The mechanisms by which ACTH exerts its antiproteinuric effect are not understood. Multiple mechanisms likely contribute and may involve both immune-mediated and immune-independent mechanisms.89 The effects are not thought to be mediated by induction of endogenous cortisol from the adrenal glands because administration of corticosteroids as monotherapy has not been effective in IMN. However, it is conceivable that ACTH-induced increases in endogenous steroids might act differently than oral steroid preparations.84 More recently, attention has focused on a possible direct effect of ACTH on podocytes as expression of one of the natural receptors for endogenous ACTH (melanocortin receptor-1) has been identified in human kidney tissue, mainly in the podocyte.86 In support of this theory, experimental evidence in a rat model of membranous disease showed that treatment with an agonist of the melanocortin receptor-1 reduced proteinuria and improved podocyte morphology compared with untreated rats.86
The experience with ACTH, particularly in the United States, is far too preliminary to consider using this treatment outside of clinical research studies. A trial is currently underway to more formally evaluate the efficacy of ACTH gel as secondary therapy in patients who have failed conventional therapy.
Summary
Figure 1 summarizes two widely used treatment options for immunosuppressive drugs in patients with IMN at moderate to high-risk of renal deterioration. These options, CNIs and cytotoxic drug therapy, have been incorporated into consensus recommendations48 on the basis of the clinical studies discussed in this review. Randomized controlled trials are needed to compare the efficacy and toxicity of rituximab with these regimens. Additional studies are needed to identify the optimal rituximab regimen for this condition. Consequently, at the present time, it would be ideal to refer patients to ongoing clinical trials of rituximab in order to address these important issues.
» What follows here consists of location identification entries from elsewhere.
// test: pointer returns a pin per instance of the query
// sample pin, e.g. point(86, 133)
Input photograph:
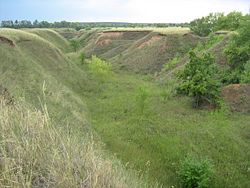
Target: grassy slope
point(137, 50)
point(36, 71)
point(168, 131)
point(156, 141)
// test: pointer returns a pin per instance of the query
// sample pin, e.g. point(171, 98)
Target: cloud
point(117, 10)
point(180, 10)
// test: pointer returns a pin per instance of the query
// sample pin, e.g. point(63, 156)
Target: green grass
point(167, 132)
point(37, 72)
point(153, 141)
point(52, 37)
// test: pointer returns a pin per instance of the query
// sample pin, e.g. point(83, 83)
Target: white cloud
point(180, 10)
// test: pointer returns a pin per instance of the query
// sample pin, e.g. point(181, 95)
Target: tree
point(199, 80)
point(230, 22)
point(75, 44)
point(238, 51)
point(205, 25)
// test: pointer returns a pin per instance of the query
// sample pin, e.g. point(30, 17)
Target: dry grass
point(165, 30)
point(35, 154)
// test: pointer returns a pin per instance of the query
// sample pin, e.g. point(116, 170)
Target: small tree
point(238, 52)
point(75, 44)
point(199, 80)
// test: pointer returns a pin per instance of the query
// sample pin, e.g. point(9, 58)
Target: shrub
point(237, 52)
point(194, 173)
point(245, 78)
point(199, 80)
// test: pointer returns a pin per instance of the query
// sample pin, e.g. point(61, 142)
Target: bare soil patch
point(150, 41)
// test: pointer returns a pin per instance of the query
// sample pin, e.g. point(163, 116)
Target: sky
point(134, 11)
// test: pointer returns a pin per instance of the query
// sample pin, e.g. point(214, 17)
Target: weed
point(142, 95)
point(195, 174)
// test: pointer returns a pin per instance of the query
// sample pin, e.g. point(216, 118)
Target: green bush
point(245, 78)
point(237, 52)
point(199, 80)
point(194, 173)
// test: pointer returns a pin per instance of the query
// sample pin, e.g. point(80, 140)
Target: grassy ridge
point(36, 71)
point(157, 140)
point(36, 152)
point(154, 140)
point(138, 50)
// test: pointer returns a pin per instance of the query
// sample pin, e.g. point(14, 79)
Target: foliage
point(142, 96)
point(75, 44)
point(199, 80)
point(195, 174)
point(100, 68)
point(246, 73)
point(238, 51)
point(205, 25)
point(82, 57)
point(230, 22)
point(217, 21)
point(170, 64)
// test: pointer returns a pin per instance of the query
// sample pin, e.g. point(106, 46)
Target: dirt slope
point(141, 51)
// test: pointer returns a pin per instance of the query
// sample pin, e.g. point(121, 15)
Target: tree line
point(216, 22)
point(17, 24)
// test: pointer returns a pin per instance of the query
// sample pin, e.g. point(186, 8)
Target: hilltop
point(105, 116)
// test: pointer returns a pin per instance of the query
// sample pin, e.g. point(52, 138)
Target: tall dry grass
point(33, 153)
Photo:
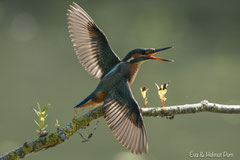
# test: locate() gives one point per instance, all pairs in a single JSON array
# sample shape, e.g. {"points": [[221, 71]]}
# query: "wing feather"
{"points": [[90, 43], [125, 120]]}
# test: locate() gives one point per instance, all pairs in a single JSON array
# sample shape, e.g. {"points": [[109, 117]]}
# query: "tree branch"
{"points": [[64, 133]]}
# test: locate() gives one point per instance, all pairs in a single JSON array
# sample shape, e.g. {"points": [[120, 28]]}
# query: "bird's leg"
{"points": [[171, 116], [90, 135], [76, 113]]}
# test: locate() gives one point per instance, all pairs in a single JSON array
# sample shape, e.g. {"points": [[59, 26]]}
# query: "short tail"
{"points": [[84, 102]]}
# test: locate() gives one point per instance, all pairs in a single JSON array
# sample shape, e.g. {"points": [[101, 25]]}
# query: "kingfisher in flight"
{"points": [[121, 110]]}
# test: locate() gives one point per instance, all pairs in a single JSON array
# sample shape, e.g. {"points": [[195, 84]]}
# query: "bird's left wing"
{"points": [[90, 43], [124, 119]]}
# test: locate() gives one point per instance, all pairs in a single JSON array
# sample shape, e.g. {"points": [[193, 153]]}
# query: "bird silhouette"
{"points": [[121, 110]]}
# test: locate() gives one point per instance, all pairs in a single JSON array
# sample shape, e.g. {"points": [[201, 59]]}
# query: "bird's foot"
{"points": [[90, 135], [76, 113], [171, 117]]}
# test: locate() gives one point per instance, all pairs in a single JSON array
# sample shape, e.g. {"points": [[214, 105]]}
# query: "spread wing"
{"points": [[125, 120], [90, 43]]}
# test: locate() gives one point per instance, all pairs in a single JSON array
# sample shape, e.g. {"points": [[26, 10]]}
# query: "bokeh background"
{"points": [[38, 64]]}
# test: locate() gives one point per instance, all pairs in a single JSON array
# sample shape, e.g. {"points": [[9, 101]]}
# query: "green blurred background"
{"points": [[38, 64]]}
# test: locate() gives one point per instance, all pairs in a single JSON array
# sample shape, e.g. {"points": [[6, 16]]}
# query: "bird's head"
{"points": [[143, 54]]}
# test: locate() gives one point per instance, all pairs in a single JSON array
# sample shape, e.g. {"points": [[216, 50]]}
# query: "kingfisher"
{"points": [[121, 110]]}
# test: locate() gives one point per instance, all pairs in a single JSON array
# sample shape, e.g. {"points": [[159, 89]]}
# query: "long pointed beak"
{"points": [[150, 55]]}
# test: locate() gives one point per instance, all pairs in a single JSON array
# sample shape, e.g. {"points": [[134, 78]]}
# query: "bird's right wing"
{"points": [[124, 119], [90, 43]]}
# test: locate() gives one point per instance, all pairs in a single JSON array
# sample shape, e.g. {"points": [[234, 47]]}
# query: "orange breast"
{"points": [[100, 96]]}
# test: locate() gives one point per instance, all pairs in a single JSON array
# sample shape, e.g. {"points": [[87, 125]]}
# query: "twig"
{"points": [[64, 133]]}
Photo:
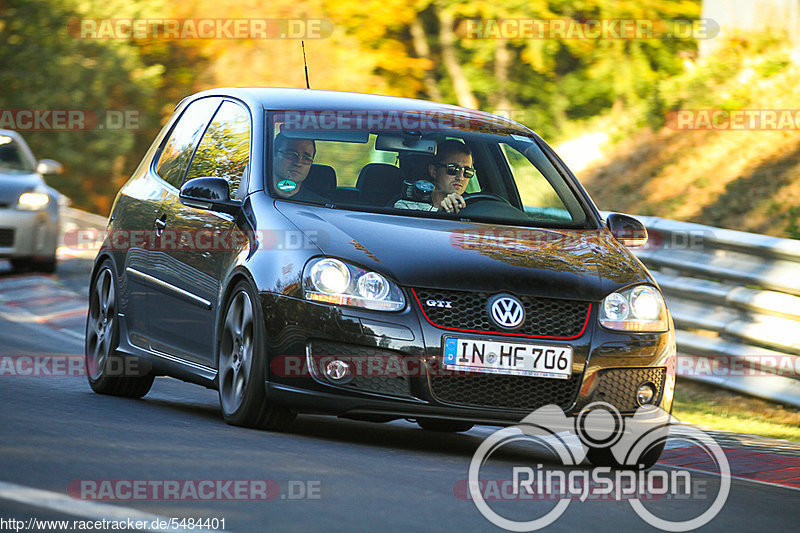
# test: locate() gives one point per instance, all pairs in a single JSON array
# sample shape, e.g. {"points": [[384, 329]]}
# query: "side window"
{"points": [[224, 151], [182, 141], [534, 189]]}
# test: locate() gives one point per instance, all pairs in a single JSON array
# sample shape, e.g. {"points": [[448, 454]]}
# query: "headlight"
{"points": [[641, 308], [333, 281], [32, 201]]}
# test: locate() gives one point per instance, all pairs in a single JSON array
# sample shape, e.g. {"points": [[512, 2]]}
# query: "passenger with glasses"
{"points": [[291, 162], [450, 173]]}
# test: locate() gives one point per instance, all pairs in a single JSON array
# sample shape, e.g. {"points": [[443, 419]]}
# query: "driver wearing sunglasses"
{"points": [[291, 163], [450, 173]]}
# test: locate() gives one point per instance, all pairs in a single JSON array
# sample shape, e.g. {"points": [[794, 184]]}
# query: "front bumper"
{"points": [[28, 234], [400, 373]]}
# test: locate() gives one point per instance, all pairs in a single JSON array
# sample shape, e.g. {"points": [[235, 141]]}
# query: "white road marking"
{"points": [[62, 503]]}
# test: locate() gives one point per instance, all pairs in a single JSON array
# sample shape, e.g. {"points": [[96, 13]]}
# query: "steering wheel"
{"points": [[481, 196]]}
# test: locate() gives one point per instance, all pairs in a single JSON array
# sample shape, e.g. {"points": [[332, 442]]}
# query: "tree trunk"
{"points": [[461, 86], [421, 49], [502, 62]]}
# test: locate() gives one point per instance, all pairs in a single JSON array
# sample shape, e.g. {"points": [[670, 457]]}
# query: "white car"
{"points": [[29, 209]]}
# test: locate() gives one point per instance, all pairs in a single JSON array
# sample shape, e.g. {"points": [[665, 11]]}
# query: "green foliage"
{"points": [[546, 83]]}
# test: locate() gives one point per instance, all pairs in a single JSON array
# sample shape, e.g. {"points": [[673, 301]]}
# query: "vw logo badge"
{"points": [[506, 311]]}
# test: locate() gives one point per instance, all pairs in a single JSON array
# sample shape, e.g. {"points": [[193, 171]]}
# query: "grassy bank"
{"points": [[720, 409]]}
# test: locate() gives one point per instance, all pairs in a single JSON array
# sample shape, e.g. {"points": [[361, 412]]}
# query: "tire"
{"points": [[242, 365], [47, 266], [444, 426], [109, 372], [604, 457]]}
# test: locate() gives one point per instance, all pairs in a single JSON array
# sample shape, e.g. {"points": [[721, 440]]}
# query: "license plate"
{"points": [[493, 357]]}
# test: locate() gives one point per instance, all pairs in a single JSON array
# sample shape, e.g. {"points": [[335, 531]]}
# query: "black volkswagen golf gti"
{"points": [[370, 257]]}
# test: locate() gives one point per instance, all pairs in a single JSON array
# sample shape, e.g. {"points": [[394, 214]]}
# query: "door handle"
{"points": [[160, 224]]}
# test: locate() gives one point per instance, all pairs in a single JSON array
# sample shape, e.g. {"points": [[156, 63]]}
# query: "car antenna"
{"points": [[305, 65]]}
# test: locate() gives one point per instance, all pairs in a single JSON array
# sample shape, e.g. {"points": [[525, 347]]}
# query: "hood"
{"points": [[13, 184], [449, 254]]}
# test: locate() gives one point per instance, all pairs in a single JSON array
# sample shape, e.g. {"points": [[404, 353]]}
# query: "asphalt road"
{"points": [[324, 474]]}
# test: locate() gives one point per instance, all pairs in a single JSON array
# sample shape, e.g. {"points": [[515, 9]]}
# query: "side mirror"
{"points": [[627, 230], [49, 166], [209, 193]]}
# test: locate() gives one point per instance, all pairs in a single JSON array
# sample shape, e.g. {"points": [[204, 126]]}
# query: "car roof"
{"points": [[280, 99]]}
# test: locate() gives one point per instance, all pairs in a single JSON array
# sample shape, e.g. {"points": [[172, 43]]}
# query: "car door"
{"points": [[200, 243], [139, 211]]}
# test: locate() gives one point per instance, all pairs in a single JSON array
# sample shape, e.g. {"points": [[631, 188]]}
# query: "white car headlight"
{"points": [[32, 201], [641, 308], [333, 281]]}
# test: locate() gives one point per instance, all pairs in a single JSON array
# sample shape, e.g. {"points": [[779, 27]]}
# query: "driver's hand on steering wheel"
{"points": [[453, 203]]}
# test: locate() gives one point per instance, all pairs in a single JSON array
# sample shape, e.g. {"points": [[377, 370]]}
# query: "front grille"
{"points": [[617, 386], [6, 237], [544, 317], [497, 390], [376, 369]]}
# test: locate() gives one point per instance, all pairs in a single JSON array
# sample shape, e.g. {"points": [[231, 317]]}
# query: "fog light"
{"points": [[646, 393], [337, 370]]}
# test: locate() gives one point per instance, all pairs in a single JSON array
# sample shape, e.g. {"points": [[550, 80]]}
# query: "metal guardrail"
{"points": [[735, 300]]}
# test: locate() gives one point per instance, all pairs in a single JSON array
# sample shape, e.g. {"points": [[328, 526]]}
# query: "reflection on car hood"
{"points": [[13, 184], [448, 254]]}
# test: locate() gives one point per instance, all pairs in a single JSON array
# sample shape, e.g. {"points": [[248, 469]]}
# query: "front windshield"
{"points": [[491, 176], [11, 157]]}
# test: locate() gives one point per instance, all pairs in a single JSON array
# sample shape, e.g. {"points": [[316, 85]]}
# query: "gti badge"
{"points": [[506, 311]]}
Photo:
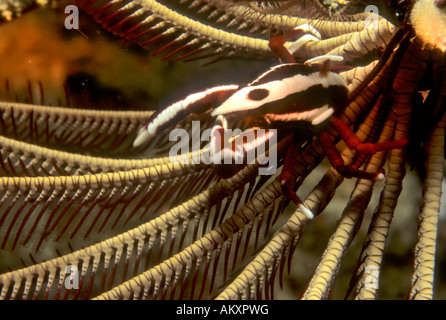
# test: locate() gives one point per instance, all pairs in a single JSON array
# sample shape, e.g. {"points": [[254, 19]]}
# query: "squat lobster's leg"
{"points": [[353, 142]]}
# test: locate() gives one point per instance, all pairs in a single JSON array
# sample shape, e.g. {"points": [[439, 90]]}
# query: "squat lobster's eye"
{"points": [[258, 94]]}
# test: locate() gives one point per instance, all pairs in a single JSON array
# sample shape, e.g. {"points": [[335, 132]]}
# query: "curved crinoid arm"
{"points": [[423, 276], [163, 28], [24, 159], [222, 28], [257, 279], [404, 90], [325, 274], [353, 45], [69, 128]]}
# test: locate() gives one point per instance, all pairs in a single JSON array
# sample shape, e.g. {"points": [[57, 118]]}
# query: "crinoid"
{"points": [[89, 215]]}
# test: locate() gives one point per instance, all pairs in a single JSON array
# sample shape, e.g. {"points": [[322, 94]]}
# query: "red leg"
{"points": [[277, 43], [354, 142]]}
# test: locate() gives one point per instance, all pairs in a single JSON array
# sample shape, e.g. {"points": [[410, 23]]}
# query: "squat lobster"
{"points": [[290, 97]]}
MMF is another relatively new immunosuppressive agent that has been used (but not extensively studied) for the treatment of IMN. Therefore, it is difficult to determine its role in the standard approach to IMN. It would be sensible to consider MMF as an alternative therapy when the risk profiles of CNIs or cytotoxic drugs are considered unacceptable. Figure 1 reflects where rituximab and MMF might potentially fit into the treatment scheme on the basis of the available data. As previously discussed, there is too little information to recommend using ACTH outside of the context of a clinical research study. Ongoing studies of pathogenic mechanisms and innovative treatments will refine our approach to the treatment of membranous nephropathy.
Disclosures
None.
Acknowledgments
This research was supported in part by the Intramural Research Program of the National Institute of Diabetes and Digestive and Kidney Diseases, National Institutes of Health.